Chile enfrenta problemas importantes que afectan su crecimiento y su desarrollo social, pero no está en una crisis institucional. La crisis es política o, si se prefiere, de los políticos, que prefieren buscar imágenes de carácter general antes que reconocer errores y limitaciones. La agenda ciudadana parece ser, en cambio, más terrenal que la de los políticos. No se configura en base a ideologías, sino a necesidades vitales. El caso reciente de la crisis del sistema de pensiones, denunciada en la calle por muchos miles de chilenos, debería llamarnos a reflexión. No sería de extrañar que de pronto ocurran manifestaciones similares exigiendo la reforma de la salud.
Donde antes hubo propuestas para enfrentar desafíos y alcanzar consensos mínimos, hoy prevalece el ánimo de confrontación, la degradación de todo lo realizado y la transmisión a la sociedad de estados de ánimo derrotistas, que no son propios de la sana política, que debe buscar solucionar los problemas de los ciudadanos y no aumentarlos. La política tiene por objeto conciliar intereses distintos en una sociedad compleja y desarrollar, a partir de ello, políticas públicas. Hacerlo puede requerir modificar algunas instituciones, pero principalmente saber usarlas para beneficio de todos.
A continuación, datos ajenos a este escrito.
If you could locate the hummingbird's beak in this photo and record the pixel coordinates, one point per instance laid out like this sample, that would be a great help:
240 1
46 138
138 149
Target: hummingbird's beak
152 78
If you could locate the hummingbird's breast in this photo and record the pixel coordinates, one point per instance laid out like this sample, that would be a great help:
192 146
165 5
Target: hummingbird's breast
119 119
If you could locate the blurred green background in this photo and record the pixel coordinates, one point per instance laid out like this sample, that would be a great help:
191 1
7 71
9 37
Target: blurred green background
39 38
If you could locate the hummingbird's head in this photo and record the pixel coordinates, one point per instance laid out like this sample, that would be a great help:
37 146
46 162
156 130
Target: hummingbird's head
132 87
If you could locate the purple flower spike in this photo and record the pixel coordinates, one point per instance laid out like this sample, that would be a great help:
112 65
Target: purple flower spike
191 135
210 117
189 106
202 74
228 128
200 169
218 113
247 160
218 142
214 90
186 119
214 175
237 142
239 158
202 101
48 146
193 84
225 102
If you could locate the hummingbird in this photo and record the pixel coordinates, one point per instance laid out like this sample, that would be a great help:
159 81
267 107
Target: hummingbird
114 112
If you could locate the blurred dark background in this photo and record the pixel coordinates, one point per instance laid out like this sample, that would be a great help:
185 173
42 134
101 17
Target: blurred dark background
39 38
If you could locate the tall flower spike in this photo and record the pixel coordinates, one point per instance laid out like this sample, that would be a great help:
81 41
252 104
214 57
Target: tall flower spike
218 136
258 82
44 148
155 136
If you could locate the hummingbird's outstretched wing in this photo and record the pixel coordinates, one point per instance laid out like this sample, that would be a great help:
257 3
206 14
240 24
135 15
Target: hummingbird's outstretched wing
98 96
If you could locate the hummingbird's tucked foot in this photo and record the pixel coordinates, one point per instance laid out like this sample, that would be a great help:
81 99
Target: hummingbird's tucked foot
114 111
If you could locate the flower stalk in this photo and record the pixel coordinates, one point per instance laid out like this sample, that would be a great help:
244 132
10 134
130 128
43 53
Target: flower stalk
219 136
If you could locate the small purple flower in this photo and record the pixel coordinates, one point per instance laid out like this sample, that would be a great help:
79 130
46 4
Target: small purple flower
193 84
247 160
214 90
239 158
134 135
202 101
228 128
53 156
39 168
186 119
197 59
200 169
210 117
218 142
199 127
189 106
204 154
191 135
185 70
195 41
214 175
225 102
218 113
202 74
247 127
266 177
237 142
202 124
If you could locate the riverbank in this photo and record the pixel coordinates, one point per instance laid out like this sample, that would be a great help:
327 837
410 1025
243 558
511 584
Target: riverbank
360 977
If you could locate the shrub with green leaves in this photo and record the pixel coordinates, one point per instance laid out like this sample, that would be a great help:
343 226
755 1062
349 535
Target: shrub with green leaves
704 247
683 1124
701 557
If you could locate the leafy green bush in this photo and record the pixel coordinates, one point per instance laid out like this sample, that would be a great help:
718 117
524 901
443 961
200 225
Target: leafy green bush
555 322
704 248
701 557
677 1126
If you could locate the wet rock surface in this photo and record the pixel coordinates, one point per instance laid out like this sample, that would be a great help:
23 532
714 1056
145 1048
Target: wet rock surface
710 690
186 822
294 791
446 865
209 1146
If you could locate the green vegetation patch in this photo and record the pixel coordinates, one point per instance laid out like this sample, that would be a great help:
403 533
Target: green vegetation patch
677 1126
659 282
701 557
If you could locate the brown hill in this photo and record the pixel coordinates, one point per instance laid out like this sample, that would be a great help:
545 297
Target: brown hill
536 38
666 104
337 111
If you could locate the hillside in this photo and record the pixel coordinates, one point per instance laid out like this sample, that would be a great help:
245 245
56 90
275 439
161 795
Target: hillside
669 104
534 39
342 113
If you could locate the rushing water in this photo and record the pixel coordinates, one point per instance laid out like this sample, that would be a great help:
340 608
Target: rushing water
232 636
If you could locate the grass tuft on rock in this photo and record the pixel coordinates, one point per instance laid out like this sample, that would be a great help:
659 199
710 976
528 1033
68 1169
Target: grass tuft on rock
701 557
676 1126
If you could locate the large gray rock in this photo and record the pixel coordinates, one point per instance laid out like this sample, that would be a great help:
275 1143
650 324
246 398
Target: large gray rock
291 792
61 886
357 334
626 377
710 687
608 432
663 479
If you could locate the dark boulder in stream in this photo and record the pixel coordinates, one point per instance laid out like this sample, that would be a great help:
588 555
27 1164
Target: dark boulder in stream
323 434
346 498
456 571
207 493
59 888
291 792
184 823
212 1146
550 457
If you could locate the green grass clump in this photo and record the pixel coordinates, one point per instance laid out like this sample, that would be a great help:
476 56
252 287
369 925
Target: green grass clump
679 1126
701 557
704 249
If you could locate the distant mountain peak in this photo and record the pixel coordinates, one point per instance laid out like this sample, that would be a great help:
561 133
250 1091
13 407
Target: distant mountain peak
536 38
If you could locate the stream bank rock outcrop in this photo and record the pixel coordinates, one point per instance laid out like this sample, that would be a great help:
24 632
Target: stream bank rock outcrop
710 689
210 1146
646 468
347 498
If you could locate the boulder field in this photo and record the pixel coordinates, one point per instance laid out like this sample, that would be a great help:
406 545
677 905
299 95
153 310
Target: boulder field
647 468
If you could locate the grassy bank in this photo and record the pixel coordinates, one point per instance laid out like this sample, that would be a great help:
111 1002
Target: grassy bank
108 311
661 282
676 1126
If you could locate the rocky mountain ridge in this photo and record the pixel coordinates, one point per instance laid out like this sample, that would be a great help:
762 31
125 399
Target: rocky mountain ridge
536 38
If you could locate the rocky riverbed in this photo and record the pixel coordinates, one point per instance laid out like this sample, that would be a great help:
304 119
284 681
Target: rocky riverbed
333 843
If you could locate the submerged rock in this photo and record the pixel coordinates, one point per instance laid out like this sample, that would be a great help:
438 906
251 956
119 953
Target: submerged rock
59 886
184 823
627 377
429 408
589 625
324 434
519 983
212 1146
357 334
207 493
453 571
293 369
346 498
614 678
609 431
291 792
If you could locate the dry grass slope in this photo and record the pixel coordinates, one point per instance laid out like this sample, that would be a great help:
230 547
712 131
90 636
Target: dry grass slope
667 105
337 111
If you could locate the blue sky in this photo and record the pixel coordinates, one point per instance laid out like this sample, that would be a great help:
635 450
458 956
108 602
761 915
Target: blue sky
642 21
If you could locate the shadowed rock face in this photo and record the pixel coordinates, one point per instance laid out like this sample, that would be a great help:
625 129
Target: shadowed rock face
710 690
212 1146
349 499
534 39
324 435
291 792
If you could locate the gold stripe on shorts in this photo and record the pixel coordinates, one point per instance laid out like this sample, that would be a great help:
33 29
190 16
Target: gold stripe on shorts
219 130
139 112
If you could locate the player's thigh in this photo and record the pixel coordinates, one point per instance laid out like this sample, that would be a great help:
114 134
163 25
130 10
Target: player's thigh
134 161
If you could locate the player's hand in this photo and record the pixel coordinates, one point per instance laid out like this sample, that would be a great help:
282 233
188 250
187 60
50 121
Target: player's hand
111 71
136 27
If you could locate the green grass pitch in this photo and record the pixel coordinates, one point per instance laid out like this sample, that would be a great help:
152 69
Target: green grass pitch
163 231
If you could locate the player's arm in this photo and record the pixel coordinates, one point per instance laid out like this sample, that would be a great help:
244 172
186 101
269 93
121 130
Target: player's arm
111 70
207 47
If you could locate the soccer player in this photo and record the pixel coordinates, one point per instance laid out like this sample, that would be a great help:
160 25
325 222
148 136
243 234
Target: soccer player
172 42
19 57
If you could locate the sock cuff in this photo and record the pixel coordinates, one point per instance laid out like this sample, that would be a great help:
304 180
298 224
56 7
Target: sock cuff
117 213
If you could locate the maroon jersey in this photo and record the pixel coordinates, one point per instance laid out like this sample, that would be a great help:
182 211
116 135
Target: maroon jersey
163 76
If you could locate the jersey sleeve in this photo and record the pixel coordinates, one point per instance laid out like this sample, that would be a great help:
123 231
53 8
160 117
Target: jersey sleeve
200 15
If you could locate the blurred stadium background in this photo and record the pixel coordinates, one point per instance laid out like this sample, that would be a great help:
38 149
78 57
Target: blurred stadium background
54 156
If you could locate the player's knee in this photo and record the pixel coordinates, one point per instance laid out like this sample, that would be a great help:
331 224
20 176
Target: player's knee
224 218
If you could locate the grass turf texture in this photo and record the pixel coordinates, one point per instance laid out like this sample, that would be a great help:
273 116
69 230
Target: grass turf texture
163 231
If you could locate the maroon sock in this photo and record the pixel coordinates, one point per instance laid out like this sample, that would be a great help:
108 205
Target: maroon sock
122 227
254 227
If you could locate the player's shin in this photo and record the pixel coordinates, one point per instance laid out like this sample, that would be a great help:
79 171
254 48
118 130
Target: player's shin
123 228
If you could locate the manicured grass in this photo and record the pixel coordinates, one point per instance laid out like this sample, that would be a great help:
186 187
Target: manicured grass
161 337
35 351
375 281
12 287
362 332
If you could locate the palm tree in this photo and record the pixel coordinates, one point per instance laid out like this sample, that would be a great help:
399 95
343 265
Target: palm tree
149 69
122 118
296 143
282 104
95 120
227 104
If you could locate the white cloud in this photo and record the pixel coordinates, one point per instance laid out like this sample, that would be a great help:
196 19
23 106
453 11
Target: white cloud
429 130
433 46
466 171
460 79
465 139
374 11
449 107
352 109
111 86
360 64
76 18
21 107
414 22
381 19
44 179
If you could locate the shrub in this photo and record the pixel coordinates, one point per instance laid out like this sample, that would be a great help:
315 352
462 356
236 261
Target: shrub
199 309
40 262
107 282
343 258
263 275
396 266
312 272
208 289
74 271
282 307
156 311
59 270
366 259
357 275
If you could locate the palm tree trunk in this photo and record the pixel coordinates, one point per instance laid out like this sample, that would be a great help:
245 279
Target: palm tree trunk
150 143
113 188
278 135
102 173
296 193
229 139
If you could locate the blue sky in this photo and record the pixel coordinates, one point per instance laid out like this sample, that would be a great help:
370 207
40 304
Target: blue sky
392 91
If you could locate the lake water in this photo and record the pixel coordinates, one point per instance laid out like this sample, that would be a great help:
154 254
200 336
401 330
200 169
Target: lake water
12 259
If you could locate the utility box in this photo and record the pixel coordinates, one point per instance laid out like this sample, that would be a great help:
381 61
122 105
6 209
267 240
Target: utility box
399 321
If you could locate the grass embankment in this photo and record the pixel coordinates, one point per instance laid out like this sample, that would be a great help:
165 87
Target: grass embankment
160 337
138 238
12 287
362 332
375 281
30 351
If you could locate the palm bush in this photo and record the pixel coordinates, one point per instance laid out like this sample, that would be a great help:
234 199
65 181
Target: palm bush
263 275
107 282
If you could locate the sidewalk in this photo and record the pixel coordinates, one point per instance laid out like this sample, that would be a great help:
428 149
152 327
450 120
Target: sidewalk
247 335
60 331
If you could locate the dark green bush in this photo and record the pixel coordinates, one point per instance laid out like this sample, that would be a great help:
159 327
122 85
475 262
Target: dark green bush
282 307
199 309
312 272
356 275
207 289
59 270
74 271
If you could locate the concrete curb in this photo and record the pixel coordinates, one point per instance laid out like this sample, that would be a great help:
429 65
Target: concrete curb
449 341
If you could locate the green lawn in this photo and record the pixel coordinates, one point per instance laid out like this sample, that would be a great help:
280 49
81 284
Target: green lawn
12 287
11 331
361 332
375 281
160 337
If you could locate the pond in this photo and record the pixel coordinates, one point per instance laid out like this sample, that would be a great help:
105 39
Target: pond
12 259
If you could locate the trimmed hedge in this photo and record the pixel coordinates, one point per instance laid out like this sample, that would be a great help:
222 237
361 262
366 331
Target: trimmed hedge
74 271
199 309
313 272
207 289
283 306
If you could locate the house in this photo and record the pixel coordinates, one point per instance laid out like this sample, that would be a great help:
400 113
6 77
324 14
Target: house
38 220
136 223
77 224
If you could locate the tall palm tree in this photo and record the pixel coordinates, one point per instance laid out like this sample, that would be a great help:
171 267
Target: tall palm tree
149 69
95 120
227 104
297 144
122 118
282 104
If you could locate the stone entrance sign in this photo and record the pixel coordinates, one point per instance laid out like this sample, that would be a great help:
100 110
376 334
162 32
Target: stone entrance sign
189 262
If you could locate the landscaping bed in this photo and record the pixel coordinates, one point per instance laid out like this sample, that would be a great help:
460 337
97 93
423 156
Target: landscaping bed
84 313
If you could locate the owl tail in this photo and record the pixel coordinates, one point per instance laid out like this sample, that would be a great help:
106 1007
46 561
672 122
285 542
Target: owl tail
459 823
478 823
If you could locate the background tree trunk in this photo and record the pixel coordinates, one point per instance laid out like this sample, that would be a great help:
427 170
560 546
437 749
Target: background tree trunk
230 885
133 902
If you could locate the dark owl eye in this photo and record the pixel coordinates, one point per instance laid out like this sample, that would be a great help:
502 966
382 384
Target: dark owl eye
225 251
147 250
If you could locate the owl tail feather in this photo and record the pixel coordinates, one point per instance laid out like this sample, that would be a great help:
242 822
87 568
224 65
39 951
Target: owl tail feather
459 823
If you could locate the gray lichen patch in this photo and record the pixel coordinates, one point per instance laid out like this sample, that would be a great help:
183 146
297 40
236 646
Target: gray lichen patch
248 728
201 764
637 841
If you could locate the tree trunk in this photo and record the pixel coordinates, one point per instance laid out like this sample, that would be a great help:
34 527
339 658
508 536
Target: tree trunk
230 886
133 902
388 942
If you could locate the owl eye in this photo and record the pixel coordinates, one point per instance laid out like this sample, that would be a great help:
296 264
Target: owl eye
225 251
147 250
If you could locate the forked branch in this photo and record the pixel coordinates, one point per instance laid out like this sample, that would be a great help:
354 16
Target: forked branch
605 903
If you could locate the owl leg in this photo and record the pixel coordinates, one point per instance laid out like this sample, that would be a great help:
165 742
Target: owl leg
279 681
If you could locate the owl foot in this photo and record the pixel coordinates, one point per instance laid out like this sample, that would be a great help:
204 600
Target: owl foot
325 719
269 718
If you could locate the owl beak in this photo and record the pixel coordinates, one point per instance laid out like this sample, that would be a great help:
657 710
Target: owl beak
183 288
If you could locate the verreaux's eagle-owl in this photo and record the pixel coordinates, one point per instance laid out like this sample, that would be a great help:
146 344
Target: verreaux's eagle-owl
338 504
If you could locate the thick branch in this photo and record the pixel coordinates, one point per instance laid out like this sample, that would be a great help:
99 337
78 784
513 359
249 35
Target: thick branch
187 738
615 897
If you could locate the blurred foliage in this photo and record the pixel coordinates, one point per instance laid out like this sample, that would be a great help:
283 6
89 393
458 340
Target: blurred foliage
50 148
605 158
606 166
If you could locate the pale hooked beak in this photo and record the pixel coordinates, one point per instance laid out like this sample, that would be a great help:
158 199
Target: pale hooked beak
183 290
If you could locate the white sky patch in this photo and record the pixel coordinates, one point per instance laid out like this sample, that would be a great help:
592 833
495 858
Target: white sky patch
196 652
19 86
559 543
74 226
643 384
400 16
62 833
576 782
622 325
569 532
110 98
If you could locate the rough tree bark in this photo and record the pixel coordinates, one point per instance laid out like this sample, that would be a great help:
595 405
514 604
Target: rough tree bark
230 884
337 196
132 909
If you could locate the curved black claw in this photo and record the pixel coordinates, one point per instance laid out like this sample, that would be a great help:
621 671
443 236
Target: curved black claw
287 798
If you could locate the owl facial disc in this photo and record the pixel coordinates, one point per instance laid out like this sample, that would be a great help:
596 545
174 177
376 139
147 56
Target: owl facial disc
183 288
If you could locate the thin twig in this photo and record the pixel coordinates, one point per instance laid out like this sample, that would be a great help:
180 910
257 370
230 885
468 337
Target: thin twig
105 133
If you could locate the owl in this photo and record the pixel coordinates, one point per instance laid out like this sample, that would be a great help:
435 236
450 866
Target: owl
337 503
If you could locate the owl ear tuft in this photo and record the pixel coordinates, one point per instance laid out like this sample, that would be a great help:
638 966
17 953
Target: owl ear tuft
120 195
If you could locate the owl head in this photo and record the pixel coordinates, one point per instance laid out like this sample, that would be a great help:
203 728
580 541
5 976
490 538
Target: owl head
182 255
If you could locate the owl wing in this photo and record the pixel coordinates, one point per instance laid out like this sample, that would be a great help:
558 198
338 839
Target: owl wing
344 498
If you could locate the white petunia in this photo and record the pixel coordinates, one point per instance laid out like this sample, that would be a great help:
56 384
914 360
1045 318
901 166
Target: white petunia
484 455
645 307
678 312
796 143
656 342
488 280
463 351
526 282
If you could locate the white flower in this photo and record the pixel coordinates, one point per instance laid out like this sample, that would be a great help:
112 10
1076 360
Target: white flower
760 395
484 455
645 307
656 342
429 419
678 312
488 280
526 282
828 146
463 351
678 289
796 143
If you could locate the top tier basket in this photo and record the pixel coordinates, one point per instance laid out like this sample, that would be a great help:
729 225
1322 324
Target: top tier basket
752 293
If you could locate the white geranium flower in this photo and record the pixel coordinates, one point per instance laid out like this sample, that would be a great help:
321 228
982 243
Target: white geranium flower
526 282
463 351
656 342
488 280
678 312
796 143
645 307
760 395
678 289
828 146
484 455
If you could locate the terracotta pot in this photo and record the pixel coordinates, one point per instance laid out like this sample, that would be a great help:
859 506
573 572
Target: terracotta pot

El nudo de la cuestión radica en eso. No se trata solo de cambiar instituciones; los componentes básicos de la democracia serán siempre los mismos. Más bien es necesario que los poderes públicos sintonicen con los anhelos ciudadanos, para abordar los desafíos que ellos plantean: culminar la reforma educacional poniendo un mayor acento en la calidad y con una expansión progresiva hacia la gratuidad; reforzar servicios básicos de salud pública efectiva; abordar la reforma integral de las pensiones; atender exigencias de seguridad pública que provienen de todos los sectores sociales.
El reencuentro con el ciudadano común no será fácil ni rápido. No es cuestión de liderazgos individuales ni de cambios institucionales, sino de alinear las prioridades del mundo político con lo que la sociedad realmente exige de sus autoridades y sus representantes.